IMO you have your application backwards. In my experience hot mud (your sheetrock 20) is quite hard, if not impossible, so sand to a nice finish. Unless you are real good at finishing drywall I wouldn't attempt to topcoat with it.

Personally I use sheetrock 20 for small jobs, repairs so I can do all my mudding in one day and then sand/prime the next day.

I usually use sheetrock 20 for the first coat, sometimes second coat if it's small and I want to get all my mudding done in one day. However I learned from experience to use all purpose for the topcoat. It will sand much easier to give a nice finish. I've tried using hot mud for a finish coat before and I just can't get it as nice and smooth as with AP, personally.

I find what works for me is to go quite thin with each coat, so sanding is kept to a minimum between coats, feathering out each coat further with each coat. Especiall butt joints.


to fix it I would skimcoat everything with all purpose, thinned out a bit for a nice smooth coverage and fill in all the imperfections. Give it a light sand, have a good look with a light to see if you will need to go over it again, depends how bad your first job is 

That's what I would recommend, prefill/tape with your 20 minute however do at least your final coat with a topping compound or AP.

as for how many coats and how much and what sandpaper, honestly if you are that clueless about drywall I would recommend you get some practice with someone who can show you before you attempt to do it by yourself after reading off the internet.


----------



## superspeck (Jun 7, 2011)

What ChrisBC said (I use plain green mud for top coat), plus I've recently found that with the new low VOC paints, it's best to start with a PVA Primer for raw drywall.


----------



## ccarlisle (Jul 2, 2008)

Holy smoke; you used your way 10 times and most of the time you had dark spots???

Most people would review their procedure immediately; otherwise half the street traffic you see on our streets would be drywallers returning to their botched jobs!

Look, you should know the difference between a setting compound and a joint compound - or give up trying. ANY book on drywall, ANY bbs should have pointed the way (had you taken the time at the beginning) to Drywalling 101 classes way before this.
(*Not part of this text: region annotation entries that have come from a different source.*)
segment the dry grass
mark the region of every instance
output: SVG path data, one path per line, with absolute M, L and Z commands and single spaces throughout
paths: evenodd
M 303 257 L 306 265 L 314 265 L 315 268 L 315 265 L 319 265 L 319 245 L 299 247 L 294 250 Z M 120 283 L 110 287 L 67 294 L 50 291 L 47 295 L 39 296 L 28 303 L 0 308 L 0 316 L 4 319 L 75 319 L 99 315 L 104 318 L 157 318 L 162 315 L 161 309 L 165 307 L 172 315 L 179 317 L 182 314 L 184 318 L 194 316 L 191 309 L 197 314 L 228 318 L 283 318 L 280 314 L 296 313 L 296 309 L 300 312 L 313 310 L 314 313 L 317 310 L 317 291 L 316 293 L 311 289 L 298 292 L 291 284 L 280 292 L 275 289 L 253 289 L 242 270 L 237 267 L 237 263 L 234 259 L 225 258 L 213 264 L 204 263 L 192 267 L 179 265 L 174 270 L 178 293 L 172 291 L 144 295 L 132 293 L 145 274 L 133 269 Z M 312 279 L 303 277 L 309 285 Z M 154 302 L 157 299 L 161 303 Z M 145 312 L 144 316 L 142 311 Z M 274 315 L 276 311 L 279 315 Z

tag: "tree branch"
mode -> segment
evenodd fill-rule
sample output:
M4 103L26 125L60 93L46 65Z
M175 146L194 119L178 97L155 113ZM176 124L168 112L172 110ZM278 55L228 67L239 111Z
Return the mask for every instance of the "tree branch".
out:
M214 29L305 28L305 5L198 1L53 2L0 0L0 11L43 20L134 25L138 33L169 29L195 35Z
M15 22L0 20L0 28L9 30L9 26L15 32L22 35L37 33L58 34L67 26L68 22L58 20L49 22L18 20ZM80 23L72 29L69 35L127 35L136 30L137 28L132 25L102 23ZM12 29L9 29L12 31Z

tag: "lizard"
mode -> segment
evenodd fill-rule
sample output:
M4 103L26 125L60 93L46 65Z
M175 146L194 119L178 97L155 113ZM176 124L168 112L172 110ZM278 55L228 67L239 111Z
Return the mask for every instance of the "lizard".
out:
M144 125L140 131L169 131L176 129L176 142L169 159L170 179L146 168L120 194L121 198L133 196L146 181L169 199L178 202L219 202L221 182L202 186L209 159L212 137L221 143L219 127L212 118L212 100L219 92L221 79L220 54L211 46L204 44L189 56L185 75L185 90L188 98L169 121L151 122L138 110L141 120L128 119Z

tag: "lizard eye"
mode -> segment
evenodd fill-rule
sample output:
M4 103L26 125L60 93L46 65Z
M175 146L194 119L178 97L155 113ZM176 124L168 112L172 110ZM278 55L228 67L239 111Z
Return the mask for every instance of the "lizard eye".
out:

ChrisBC gave his opinion because he's a nice guy, what he actually did is give you facts.

Steve, do us a favour and look up all the answers to your questions about the flaring and the sandpaper. It's not that we don't want to help you out, but you MUST understand the entire process before you even lift another trowel, from start to priming to painting. That is, if you want nice results.


----------



## dberladyn (Apr 24, 2011)

Are you using a PRIMER or a SEALER?

New Drywall and Drywall Compound needs to be *SEALED*. If everything is smooth, I bet that's your problem. Go buy a quality sealer, seal the mud/drywall, then prime the ENTIRE wall sanding between coats. Problem should be solved.

As far as the bumps are concerned you are not feathering the spots good enough. The sandpaper depends on the type of mud used which varies depending on where you live. I could tell you what I use here as a professsional, but if you are 2000 miles away what you have in the stores will be completely different.

Anyways for finish sanding usually you need 150 to 220 grit sandpaper. Again, that depends on the mud used.


----------



## ccarlisle (Jul 2, 2008)

back to basics: he used a setting compound on top of a finishing compound. Both dry differently. So he may have trapped the moisture in.:laughing:


----------